Pioneer Friday in Two Pan…with Changes you May not Squint at.
A few of you neighbors have commented how good I look for the hardships I’ve endured: crossing the Oregon Trail, having 6 children, outrunning wild animals, and putting up with Bricker.
1) Pull out a strand of hair and drop it in a pie plate of water. (Remove the pie first). If the hair sinks, your tresses are dried out, sucking up water like rain on an old board. If it floats…LaTeeDah…aren’t you special…like that Alice Woolsey who has hair curlier than a sheep.
2) Thread a small needle with the end of a strand of hair. (Not the scalp end, silly, the thin end). Can’t do it? Either you’re blind, or the hair is dry and frayed. Proceed to my wondrous treatments
HAIR CONDITIONING: Dip those dried out tresses in oil before laundering them every 10-14 days.
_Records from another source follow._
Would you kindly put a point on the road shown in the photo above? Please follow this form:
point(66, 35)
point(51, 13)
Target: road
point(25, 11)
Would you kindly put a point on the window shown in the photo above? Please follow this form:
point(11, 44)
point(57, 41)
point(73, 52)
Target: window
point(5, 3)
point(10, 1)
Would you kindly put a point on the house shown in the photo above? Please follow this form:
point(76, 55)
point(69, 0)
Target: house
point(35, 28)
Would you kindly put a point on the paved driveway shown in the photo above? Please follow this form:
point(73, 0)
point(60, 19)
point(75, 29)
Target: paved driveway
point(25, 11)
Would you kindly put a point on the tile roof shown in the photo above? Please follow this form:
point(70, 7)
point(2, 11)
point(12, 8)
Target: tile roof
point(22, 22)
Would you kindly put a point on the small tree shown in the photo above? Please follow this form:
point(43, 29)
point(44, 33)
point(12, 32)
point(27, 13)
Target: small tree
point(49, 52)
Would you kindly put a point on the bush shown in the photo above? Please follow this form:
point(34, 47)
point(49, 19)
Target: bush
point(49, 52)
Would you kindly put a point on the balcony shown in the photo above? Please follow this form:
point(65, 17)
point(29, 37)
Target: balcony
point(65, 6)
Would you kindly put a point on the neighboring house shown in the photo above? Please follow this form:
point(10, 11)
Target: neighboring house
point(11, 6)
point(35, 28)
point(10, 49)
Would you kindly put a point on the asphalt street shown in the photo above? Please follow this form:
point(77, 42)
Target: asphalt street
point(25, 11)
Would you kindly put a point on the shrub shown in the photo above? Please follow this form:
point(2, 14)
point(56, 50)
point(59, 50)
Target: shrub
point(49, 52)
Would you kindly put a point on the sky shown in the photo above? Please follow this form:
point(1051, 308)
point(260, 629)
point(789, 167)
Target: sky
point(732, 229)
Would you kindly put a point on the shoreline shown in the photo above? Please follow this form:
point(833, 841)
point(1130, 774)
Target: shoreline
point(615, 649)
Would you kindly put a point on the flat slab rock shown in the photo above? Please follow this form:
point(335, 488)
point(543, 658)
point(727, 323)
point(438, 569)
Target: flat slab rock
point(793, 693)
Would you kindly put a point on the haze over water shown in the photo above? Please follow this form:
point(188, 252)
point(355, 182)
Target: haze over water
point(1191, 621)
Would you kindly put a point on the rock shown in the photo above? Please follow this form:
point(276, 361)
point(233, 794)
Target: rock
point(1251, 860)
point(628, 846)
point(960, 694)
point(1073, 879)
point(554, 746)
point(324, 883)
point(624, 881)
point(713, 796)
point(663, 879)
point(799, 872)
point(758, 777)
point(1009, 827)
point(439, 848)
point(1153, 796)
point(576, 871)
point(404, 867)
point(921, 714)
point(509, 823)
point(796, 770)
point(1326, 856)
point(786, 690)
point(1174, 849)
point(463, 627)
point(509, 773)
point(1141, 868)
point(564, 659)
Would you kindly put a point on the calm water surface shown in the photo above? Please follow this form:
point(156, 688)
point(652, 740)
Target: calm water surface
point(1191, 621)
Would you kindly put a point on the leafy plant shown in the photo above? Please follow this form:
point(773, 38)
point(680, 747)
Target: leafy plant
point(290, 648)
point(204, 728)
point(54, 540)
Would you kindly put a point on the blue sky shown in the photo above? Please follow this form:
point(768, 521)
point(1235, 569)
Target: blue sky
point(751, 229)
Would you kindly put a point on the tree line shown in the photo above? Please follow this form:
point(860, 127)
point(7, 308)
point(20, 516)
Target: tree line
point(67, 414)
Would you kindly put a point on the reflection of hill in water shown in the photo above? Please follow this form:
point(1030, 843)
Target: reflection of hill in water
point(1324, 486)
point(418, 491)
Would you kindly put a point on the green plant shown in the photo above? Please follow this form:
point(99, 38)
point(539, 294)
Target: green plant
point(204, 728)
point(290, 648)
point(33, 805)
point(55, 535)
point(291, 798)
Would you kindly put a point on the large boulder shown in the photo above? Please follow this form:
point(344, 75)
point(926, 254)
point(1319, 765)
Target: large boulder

Oil from olive is best, but hard to come by out here, so Roxie Poley has been selling a product she renders from bear fat. It works all right. Keeps the dog away from the house.
SHAMPOO: With a few changes, I use Patricia Hopkins cleansing recipe of: potash, soap, and wine heated and stirred with a stick of wood. I alter it a bit by drinking the wine. I use milk with a dab of honey to wash my hair. And throw the stick at the bears which keep dropping by because 7 heads of oiled hair make this place smell like a friendly lair.
RINSE: If you can spare any apple cider vinegar from your pickling, add some to your rinse water for a good shine. Dunking your head directly in an ice cold stream will do the same thing. Put a few drops of vinegar in your ears to take care of the ear infection caused by dipping your head in the stream.
FINISH: If you were born with hair that coils like a snake, then drop to your knees and give your Creator praise. The rest of us use a curling iron. Stick it in a lamp chimney for a minute, then wind a strand of hair around it. Try not to burn your hair off. (May smoke a little.)
BETWEEN WASHINGS: Wrap your hair around your fist, to make a bun. Tuck the whole rigamarole along with loose ends up under a bonnet which will protect your locks from dust, rain frizzies, and can be waved at bears so you’ll look bigger as you run.